[alsa-devel] [PATCH 11/11] ALSA: digi00x: apply double-oh-three algorism to multiplex PCM samples

Takashi Sakamoto o-takashi at sakamocchi.jp
Thu Mar 19 23:46:20 CET 2015


Robin and Damien,

On Mar 19 2015 22:59, Robin Gareus wrote:
> On 03/18/2015 02:06 AM, Takashi Sakamoto wrote:
>> Please explain the importance, especially the reason to include the
>> selector into kernel code instead of userspace application.
> 
> Can one access the device from userspace while the kernel is using it to
> stream audio or midi ("Device or resource busy") ?

I can't understand what character devices you mention about. If you
mention about ALSA PCM character devices (usually
/dev/snd/pcmC%uD%d[p|c]), it's yes. In fact, one ALSA application can
use ALSA PCM character device for one direction (playback/capture). So
the access by any other applications causes -EBUSY. (here, I ignore
alsa-lib's PCM direct mixing layer.)

But, when you utilize kernel control functionality, the character device
is not PCM one, it's Control one (/dev/snd/controlC%u).

By the way, we can program any userspace application via FireWire
character device (/dev/fw*). Actually, I utilize firewire-request in
Linux FireWire utilities (former known as jujuutils), and write my own
I/O library, libhinawa.

Linux FireWire utilities
https://github.com/cladisch/linux-firewire-utils

libhinawa
http://mailman.alsa-project.org/pipermail/alsa-devel/2015-January/086969.html

For example, to control the clock selector of Digi 002/003 family, we
just execute this command with firewire-request.

$ ./firewire-request /dev/fw1 write 0xffffe0000118 0x0000000[0|1|2|3]

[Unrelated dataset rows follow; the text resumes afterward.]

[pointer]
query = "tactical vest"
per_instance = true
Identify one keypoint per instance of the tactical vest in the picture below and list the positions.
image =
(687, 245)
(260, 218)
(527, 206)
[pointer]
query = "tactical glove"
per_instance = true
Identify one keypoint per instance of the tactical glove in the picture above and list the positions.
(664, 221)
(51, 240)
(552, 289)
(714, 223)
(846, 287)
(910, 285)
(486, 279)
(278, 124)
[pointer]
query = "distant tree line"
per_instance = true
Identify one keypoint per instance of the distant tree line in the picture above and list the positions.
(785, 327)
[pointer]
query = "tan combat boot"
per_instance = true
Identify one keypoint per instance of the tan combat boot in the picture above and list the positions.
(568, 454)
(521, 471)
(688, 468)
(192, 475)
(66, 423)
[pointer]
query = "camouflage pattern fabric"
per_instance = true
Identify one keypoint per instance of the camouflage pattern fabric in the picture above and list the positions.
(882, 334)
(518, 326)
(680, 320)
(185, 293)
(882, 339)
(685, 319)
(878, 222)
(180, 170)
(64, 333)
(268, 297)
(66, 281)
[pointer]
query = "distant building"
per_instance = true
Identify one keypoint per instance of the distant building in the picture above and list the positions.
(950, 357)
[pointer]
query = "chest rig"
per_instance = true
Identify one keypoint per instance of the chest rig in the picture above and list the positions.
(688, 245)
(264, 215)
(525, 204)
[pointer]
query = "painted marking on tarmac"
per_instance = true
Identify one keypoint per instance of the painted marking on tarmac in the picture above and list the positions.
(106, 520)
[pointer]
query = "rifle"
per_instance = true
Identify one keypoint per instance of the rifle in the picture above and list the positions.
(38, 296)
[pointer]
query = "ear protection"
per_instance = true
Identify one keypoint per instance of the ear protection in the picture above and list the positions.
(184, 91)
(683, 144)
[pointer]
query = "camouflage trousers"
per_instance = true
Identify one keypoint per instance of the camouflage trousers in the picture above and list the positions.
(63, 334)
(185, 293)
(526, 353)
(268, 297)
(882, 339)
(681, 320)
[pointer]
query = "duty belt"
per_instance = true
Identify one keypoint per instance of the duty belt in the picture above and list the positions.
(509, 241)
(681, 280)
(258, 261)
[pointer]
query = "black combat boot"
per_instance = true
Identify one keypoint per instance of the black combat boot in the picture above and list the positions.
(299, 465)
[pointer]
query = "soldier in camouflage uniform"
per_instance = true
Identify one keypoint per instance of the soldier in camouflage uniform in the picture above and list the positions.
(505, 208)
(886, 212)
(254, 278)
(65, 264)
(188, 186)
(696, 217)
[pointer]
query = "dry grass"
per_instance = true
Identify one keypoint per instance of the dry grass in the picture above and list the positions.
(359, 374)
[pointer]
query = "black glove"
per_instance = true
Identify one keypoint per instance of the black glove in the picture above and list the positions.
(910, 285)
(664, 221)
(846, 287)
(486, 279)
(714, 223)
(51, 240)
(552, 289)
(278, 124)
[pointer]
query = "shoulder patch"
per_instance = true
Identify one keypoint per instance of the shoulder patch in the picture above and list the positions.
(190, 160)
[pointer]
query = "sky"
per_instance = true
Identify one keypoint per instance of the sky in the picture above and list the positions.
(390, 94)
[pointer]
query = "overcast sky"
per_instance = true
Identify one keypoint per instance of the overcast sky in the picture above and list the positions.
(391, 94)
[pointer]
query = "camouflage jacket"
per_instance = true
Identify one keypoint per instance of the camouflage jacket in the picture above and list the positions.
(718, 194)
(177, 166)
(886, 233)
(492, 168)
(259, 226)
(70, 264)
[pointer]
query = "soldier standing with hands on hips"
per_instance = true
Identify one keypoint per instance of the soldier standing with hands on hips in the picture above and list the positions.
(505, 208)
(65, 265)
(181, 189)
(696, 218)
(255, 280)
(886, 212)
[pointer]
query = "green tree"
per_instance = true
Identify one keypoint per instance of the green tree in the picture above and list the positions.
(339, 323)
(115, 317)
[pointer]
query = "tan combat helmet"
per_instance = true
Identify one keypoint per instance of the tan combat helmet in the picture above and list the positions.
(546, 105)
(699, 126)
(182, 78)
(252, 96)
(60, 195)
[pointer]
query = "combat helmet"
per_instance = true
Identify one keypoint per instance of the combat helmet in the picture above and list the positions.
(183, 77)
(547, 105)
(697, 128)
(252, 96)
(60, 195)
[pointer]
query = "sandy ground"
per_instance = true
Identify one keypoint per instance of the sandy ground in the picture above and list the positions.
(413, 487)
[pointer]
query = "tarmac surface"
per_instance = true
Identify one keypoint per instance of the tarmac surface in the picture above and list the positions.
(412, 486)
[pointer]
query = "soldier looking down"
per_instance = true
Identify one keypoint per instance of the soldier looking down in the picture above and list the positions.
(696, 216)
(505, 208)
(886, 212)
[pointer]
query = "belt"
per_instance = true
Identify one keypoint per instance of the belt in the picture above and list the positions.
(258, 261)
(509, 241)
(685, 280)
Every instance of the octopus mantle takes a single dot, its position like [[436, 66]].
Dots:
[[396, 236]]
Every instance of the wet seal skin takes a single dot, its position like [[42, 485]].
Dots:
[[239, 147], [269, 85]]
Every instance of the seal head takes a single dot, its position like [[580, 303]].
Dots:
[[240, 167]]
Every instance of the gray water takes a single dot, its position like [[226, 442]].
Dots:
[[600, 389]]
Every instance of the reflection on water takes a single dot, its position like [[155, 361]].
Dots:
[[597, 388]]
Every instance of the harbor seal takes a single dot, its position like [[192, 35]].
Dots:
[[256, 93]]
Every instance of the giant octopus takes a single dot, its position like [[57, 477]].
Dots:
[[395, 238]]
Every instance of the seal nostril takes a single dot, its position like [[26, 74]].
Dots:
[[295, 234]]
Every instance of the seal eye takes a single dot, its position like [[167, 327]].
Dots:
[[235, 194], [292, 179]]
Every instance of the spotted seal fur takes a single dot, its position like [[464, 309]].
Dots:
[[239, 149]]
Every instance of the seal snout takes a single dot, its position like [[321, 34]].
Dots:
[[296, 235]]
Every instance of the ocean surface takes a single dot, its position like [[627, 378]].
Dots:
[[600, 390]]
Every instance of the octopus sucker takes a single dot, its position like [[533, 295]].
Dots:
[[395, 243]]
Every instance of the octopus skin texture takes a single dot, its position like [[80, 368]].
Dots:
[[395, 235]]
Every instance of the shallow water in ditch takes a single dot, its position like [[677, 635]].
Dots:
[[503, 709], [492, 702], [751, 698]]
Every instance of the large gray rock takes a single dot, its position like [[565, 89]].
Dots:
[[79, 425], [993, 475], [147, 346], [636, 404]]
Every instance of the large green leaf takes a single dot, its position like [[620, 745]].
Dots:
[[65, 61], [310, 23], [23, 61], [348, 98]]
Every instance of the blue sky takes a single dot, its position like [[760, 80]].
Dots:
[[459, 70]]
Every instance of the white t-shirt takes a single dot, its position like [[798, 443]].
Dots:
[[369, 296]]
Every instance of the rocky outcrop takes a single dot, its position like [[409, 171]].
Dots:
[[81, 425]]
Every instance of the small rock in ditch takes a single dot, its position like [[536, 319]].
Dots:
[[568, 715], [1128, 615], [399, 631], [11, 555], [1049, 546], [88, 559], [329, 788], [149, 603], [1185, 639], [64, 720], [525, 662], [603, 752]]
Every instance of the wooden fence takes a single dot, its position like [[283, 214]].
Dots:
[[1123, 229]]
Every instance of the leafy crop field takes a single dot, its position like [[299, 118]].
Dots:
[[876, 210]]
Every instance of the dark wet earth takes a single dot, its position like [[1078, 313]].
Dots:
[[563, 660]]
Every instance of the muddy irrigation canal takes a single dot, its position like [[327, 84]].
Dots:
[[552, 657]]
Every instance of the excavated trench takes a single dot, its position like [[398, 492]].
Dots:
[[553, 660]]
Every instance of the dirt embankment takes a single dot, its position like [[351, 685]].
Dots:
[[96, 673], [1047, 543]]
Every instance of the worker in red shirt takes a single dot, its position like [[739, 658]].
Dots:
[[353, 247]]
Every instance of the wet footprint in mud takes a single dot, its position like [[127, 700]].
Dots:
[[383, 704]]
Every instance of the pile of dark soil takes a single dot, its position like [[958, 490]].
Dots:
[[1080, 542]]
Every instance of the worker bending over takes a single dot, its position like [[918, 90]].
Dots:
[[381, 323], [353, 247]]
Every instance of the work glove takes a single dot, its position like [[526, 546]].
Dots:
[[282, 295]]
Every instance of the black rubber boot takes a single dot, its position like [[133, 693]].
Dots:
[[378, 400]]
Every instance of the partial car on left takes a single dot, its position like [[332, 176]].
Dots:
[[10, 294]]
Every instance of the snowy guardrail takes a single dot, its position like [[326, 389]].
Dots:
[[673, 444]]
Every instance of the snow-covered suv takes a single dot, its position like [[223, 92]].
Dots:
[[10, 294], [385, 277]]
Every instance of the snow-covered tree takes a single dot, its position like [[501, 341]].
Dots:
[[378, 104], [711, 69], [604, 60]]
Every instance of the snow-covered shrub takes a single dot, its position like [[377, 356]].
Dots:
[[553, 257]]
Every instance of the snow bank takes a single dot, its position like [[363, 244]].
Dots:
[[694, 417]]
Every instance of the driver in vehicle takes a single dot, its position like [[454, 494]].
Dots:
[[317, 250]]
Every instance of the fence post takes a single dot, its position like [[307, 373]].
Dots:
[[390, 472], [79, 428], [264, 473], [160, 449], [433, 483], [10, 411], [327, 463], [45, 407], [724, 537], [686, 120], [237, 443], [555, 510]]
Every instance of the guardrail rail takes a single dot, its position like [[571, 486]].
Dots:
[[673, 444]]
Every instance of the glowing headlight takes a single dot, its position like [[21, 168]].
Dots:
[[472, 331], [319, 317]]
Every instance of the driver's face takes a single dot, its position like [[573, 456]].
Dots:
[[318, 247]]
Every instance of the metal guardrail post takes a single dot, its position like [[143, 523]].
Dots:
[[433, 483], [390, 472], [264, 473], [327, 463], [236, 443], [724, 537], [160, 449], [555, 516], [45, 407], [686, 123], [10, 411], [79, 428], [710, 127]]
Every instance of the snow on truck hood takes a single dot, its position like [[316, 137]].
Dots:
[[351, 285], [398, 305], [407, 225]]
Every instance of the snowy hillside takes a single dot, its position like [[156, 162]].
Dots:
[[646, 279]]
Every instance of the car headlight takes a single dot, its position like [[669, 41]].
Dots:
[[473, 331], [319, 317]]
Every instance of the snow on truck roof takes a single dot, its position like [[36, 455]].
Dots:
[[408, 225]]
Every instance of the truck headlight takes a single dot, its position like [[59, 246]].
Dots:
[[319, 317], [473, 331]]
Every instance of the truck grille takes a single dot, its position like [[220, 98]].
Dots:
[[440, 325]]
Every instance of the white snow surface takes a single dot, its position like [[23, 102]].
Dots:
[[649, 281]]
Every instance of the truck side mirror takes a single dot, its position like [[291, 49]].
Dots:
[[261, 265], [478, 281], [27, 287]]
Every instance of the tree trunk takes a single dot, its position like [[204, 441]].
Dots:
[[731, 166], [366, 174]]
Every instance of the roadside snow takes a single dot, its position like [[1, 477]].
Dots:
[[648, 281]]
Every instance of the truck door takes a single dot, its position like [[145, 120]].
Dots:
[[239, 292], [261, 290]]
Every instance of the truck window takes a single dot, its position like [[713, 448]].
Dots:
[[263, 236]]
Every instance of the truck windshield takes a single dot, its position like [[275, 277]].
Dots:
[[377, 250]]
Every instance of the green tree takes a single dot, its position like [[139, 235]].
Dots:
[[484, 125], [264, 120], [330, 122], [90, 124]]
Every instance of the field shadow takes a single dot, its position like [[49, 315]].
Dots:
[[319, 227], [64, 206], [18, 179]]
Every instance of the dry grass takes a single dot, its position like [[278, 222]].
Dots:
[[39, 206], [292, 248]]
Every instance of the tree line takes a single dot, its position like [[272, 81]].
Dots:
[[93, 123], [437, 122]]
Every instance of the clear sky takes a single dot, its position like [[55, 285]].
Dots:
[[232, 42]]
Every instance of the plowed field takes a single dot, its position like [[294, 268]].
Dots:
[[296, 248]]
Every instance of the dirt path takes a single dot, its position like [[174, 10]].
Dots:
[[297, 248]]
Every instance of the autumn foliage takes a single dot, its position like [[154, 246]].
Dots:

We can perform to control them from userspace.

> This is one of the reasons, why USB soundcards expose all settings
> though the alsa mixer interface. It also offers a standardized interface
> for userspace apps to build on top and a method to directly link mixer
> to soundcard for systems with multiple soundcards.
> 
> How do you envisage to handle this?

These USB-connected sound devices basically tells their control
capabilities by USB descriptor information. This mechanism is
standardized and included in USB specification. Thus single parser has a
meaning.

On the other hand, IEEE 1394 bus-connected sound devices implements its
own way to tell their control capabilities and model-specific way to
perform control. Thus we should prepare for model-specific parsers. The
idea to include these parsers into kernel-space increases maintaining
efforts.

(Actually, USB-connected sound devices includes vendor-specific
interface. Such interfaces require own codes and snd-usb-audio includes
these code. You can see such codes in sound/usb/mixer_quirks.c and the
other USB Audio device class driver codes.)

In an aspect of user experience, I cannot find any differences between
using alsamixer (or amixer) and using specific-application. ALSA PCM
character devices, ALSA Control character devices and Linux FireWire
character devices are completely different and users don't mind the
differences. What the users' want is to control their physical devices,
to consider about to which character devices they access.